Les pasdarans ou les services de renseignement du Corps des gardiens de la révolution islamique (CGRI) ont délibérément tiré dans les mains et les jambes de plusieurs civils détenus, avant de les transférer vers des prisons de Téhéran sans leur prodiguer les soins médicaux nécessaires, révèle le Réseau des droits de l’homme du Kurdistan (KHRN).
Depuis le déclenchement de la guerre entre les États-Unis, Israël et l’Iran, les forces de renseignement du CGRI ont procédé à de nombreuses arrestations. Parmi les personnes interpellées figurent des citoyens qui avaient filmé les bombardements de sites militaires iraniens et diffusé ces images sur Telegram ou des chaînes de télévision étrangères, en exprimant leur satisfaction.
Une source bien informée à Téhéran a indiqué que ces détenus ont ensuite été blessés par balle aux extrémités dans un acte de brutalité extrême.
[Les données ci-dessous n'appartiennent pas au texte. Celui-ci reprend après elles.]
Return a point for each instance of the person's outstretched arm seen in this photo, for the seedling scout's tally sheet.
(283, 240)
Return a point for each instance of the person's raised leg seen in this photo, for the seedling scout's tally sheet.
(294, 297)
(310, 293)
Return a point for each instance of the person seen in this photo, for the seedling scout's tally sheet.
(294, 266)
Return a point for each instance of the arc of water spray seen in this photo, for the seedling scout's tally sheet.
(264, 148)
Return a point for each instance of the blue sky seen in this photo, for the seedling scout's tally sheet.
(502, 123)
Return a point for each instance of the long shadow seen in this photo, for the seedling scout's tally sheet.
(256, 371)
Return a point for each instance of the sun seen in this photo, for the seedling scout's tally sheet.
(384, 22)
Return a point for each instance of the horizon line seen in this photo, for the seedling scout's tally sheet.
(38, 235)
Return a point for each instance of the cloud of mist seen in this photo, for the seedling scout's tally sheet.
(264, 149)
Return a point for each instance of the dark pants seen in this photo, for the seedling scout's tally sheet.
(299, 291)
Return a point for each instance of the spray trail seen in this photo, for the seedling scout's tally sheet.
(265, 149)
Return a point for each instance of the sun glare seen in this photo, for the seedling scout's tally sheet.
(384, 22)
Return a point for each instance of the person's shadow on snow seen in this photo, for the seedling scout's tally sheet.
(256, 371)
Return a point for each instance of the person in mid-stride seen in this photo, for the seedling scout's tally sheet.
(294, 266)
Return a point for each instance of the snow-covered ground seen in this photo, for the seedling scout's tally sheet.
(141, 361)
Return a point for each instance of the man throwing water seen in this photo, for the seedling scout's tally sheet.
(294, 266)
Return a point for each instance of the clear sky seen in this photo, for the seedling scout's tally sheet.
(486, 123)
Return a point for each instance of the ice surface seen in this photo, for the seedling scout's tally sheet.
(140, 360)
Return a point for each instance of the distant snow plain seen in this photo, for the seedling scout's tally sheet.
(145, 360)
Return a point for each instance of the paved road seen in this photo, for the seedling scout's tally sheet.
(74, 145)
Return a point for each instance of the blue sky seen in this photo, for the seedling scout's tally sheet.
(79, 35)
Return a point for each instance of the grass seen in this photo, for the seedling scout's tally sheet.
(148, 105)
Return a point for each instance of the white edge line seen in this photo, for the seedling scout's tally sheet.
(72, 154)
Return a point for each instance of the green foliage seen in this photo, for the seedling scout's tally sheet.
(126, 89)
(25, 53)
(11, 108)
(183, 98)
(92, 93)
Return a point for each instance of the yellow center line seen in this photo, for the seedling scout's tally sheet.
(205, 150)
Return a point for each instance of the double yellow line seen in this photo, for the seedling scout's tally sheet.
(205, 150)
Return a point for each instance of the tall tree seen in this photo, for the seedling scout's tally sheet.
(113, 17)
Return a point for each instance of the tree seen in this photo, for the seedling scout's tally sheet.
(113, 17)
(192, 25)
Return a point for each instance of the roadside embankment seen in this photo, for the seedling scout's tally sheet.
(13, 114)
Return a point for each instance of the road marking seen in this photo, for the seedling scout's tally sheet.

Après quelques heures à l’hôpital, ils ont été envoyés au pénitencier central du Grand Téhéran, où ils sont détenus sans accès aux soins.
Au moins sept personnes blessées de cette manière ont été signalées dans cet établissement. Selon le KHRN, des centaines de détenus — dont des manifestants arrêtés en janvier et d’autres interpellés depuis le début du conflit — sont actuellement regroupés dans trois quartiers de la section 6 du quartier 4 du pénitencier central du Grand Téhéran.